Americans love to drive cars. There are more than 242 million road vehicles–nearly one vehicle for every person in the country–each vehicle traveling 12,000 miles per year. And virtually all of these are powered by petroleum-based fuel.

While Americans represent 5 percent of the world’s population, we use more than 33 percent of all oil consumed for road transportation. And as other countries adopt our lifestyle of freedom and mobility, the demand for oil is increasing. China, for example, has a population four times that of the United States and today uses only about 5 percent of the world’s transportation fuel. But with its booming economy, it is expected to increase its use exponentially in the coming decades.

Oil is a finite resource, and although there are billions of barrels of oil left under the ground, geography and geopolitics may render future oil supply less reliable than in the past.

From 1970 to 2000, more than 40 percent of the increase in world energy supply came from within Alaska, the U.S. Gulf of Mexico, the United Kingdom, Australia and the Norwegian North Sea. However, over the next 25 years, experts project that more than 90 percent of new oil supplies will come from more unstable regions including the Middle East, West Africa and the former Soviet Union. The International Energy Agency estimated that more than $2.2 trillion will need to be invested to meet the worldwide increase of 30 million to 40 million barrels of oil a day; this is beyond today’s demand of 83 million barrels a day. Fifteen percent of that added demand is projected to come from the United States and another 24 percent from China. It remains to be seen whether this massive investment will materialize to meet the world’s growing thirst for oil.

During the past two decades, the United States’ oil policy has been to rely on our allies in the Persian Gulf, such as Saudi Arabia, the United Arab Emirates, Kuwait, Qatar and Oman, as well as major exporters like Venezuela and Nigeria. In 1990, when Iraq invaded Kuwait and cut off 5 million barrels a day of needed oil supply, several of these Persian Gulf allies increased production to make up the difference, limiting the effect on the world oil supply and thus the price.

But the internal stability of many oil-producing countries looks a lot shakier now than it did in the 1980s and into the 1990s. In fact, the list of oil-exporting countries whose production (despite ample reserves) has been stagnant or falling in recent years due to civil unrest, terrorism, inefficiency, government mismanagement or corruption is long and diverse.

So how can Americans reduce our dependence on imported oil? President George W. Bush offered a plan to reduce gasoline use by 20 percent by 2017, mainly through expanding biofuel programs. Congress and presidential candidates have proposed other solutions to the oil dilemma. Some officials advocate conservation; others want to see policies that will increase supplies through either new construction of refineries or promotion of alternative fuels.
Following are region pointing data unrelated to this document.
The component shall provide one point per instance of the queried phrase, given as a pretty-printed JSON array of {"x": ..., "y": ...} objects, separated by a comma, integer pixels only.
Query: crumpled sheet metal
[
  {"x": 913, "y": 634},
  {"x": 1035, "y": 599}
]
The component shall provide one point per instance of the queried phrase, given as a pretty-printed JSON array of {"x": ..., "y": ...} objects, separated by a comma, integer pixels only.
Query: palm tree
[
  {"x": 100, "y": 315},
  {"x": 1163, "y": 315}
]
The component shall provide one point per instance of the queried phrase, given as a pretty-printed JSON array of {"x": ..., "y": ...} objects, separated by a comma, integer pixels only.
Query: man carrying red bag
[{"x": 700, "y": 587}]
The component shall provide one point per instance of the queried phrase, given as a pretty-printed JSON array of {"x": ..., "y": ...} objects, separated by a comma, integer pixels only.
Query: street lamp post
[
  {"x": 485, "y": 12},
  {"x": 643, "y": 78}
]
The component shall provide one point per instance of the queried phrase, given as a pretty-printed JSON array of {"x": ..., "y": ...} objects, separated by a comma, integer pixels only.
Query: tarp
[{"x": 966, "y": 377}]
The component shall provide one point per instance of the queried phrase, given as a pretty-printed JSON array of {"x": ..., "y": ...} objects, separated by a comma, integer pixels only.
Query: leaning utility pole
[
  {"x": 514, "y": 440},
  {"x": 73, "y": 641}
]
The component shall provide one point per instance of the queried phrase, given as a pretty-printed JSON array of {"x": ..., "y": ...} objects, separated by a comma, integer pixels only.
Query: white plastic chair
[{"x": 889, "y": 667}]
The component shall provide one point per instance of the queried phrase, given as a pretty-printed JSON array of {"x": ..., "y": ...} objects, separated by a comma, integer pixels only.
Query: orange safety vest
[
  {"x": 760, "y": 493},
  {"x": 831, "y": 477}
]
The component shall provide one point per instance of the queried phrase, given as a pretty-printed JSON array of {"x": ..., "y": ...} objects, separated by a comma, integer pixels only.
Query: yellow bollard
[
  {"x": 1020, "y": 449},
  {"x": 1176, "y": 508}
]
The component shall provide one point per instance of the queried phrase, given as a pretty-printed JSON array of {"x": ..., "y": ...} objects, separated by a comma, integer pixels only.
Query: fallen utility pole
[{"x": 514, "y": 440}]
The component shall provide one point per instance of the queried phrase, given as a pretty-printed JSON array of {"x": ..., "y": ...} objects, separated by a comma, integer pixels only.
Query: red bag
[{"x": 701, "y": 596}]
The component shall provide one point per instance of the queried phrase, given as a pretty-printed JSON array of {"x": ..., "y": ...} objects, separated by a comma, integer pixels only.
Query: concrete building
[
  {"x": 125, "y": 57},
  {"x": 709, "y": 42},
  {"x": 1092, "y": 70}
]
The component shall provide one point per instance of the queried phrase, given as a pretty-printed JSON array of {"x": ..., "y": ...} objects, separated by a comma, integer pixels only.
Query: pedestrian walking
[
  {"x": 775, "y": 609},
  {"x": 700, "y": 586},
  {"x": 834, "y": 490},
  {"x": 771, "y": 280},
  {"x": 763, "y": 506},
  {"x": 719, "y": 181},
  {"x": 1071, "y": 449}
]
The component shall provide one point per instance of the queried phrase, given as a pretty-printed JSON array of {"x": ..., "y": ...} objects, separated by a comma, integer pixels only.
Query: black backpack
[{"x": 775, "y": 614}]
Still others say innovative automotive and fuel-system technologies can solve the problem.

But the issues related to American gasoline supply, reliability and use are fairly complex and therefore proponents of easy answers are likely glossing over the truth about the details of such ideas. Here are basic facts to understand before thinking about the various proposed solutions.

Fact #1: the United States uses more road fuel than any other country

The U.S. road fuel market is the largest in the world, representing 33 percent of all global road petroleum used. This percentage is twice as high as all of Europe, which uses 17 percent of all global road petroleum.

In fact, the sheer size of the U.S. market makes it extremely difficult to solve the challenges raised by a growing reliance on imported oil.

Fact #2: tightening mileage standards equals less consumption

The Energy and Conservation Act of 1975 mandated that all new passenger cars should meet a standard of 27.5 miles to the gallon by the 1980s. Under recent new rules, new light trucks (including SUVs) are mandated to average 22.2 mpg for model year 2007.
As a result, improvements in fuel efficiency that were realized from the late 1970s through 1990, catalyzed by mandates and consumer demands for lighter vehicles, have resulted in considerable fuel savings. In fact, current U.S. gasoline consumption would have been about 33 percent higher than it is now without those improvements.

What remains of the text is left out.